【視点】激動期に入った世界と日本

 世界は第二次大戦以来の激動期に入ったのではないか。次から次へと、既存の国際秩序を揺るがすような動きが勃発している。その影響は回り回って各地に波及し、離島の離島である沖縄や八重山といえど、無関係でいるわけにはいかない。
 最大の動乱は米中貿易摩擦だ。「アメリカ・ファースト」(米国第一主義)を掲げるトランプ米大統領の登場が要因だとされるが、米国と並ぶ超大国への道をひた走る中国に対し、危機感を募らせた米国が遂に立ち上がったと見るほうがいい。
 かつて世界は自由主義陣営と共産主義陣営に二分され、米国とソ連がその盟主の地位にあった。今度は米中の覇権争いとして歴史が繰り返されそうな雰囲気だ。経済力で米国に差をつけられ自壊したソ連とは異なり、中国は世界第二位の経済大国であり、現在のまま成長を続ければ、米国を凌(しの)ぐポテンシャルを十分に持っている。
 そんな中国の足元をすくいかねないのが香港の民主化デモの動きだ。学生などの抗議の高まりを受け、香港政府トップの林鄭月娥(りんてい・げつが)行政長官は4日、中国への容疑者引き渡しを可能とする「逃亡犯条例」改正案の撤回を表明した。

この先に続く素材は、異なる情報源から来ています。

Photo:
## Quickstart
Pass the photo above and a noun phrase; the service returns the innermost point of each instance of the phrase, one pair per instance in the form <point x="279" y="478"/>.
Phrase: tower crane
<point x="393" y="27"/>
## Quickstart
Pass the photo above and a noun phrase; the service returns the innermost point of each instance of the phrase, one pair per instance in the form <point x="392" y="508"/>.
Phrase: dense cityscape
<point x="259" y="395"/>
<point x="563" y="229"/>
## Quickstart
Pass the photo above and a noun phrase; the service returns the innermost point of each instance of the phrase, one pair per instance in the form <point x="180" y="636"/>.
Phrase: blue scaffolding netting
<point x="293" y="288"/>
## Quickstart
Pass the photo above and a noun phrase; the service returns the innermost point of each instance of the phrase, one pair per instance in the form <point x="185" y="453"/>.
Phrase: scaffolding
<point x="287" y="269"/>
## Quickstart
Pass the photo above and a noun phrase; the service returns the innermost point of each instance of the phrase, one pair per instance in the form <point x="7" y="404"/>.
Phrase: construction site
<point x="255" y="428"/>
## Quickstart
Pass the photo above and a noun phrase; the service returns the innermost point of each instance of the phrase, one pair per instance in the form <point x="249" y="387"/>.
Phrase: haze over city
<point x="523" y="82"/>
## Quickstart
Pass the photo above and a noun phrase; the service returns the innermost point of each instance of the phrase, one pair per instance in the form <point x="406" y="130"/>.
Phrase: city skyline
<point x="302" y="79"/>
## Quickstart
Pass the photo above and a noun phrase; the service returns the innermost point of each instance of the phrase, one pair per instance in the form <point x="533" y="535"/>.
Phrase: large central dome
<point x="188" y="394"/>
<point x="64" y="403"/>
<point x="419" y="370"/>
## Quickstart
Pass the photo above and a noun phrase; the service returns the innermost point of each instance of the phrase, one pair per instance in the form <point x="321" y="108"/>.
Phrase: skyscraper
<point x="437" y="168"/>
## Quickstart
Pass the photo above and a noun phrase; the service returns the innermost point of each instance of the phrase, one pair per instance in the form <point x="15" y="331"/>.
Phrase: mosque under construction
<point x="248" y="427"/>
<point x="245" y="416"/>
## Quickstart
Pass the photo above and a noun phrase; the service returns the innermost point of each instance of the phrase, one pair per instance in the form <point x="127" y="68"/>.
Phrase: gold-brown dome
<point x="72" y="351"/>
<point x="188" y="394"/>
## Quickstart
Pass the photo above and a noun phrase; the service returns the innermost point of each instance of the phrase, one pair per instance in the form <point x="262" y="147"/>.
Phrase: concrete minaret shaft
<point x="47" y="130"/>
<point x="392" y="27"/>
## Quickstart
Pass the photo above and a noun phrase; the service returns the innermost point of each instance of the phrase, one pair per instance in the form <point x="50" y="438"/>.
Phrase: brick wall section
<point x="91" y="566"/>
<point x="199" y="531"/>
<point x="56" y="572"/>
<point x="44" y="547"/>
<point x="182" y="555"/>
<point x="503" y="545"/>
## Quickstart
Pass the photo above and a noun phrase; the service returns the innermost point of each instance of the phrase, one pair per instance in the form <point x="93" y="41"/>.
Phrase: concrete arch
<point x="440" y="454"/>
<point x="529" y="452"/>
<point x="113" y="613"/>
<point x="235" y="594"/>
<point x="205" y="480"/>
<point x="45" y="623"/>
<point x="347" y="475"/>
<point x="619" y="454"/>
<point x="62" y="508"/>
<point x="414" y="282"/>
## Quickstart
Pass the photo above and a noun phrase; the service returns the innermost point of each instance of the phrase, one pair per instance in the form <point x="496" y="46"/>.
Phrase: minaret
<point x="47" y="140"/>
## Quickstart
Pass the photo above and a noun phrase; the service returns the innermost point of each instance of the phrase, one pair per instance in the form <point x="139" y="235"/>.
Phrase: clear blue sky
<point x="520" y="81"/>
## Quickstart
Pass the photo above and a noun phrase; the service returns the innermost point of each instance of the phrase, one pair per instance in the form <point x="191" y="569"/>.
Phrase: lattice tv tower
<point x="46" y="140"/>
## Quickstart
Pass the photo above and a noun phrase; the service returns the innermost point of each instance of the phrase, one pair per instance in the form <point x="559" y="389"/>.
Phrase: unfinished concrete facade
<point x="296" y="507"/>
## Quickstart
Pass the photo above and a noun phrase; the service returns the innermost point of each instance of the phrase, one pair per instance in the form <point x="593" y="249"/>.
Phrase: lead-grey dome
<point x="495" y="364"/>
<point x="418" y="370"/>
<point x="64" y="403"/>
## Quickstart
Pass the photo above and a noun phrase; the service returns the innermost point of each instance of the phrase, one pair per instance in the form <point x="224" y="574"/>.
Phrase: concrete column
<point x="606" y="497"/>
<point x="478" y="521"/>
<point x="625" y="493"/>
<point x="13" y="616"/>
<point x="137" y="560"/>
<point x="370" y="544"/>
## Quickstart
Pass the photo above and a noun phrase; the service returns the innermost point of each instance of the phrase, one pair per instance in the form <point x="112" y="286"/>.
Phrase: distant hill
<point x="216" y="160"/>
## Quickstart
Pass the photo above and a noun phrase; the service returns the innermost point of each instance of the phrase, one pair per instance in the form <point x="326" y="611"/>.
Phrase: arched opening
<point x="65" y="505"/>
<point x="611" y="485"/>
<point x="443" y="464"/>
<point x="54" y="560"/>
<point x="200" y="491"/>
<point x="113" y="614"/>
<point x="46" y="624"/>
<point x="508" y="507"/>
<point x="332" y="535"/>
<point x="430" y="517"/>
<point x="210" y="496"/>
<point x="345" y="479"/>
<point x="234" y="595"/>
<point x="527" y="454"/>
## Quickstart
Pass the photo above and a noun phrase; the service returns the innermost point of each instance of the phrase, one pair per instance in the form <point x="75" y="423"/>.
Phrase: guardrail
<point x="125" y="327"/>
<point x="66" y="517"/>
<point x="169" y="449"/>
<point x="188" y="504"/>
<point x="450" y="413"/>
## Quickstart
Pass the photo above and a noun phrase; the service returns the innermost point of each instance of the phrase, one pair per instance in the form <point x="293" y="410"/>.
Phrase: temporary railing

 民主主義の勝利に向けた第一歩かも知れないが、中国や香港政府は学生たちが求める普通選挙の実現などは拒否。中国メディアは条例撤回後もデモ参加者を「暴徒」と呼んで激しく非難し続けている。
 米中の争いが今後、民主主義を巡る価値観の争いへと発展していくのであれば、香港は今後とも台風の目になる可能性がある。香港の情勢は今後、中国本土で民主化が進むのかを見極める試金石であり、中国が同じ「一国二制度」を掲げて統一をもくろむ台湾情勢にも関わってくる。そして台湾情勢は地理的に近い沖縄、八重山にも直結する。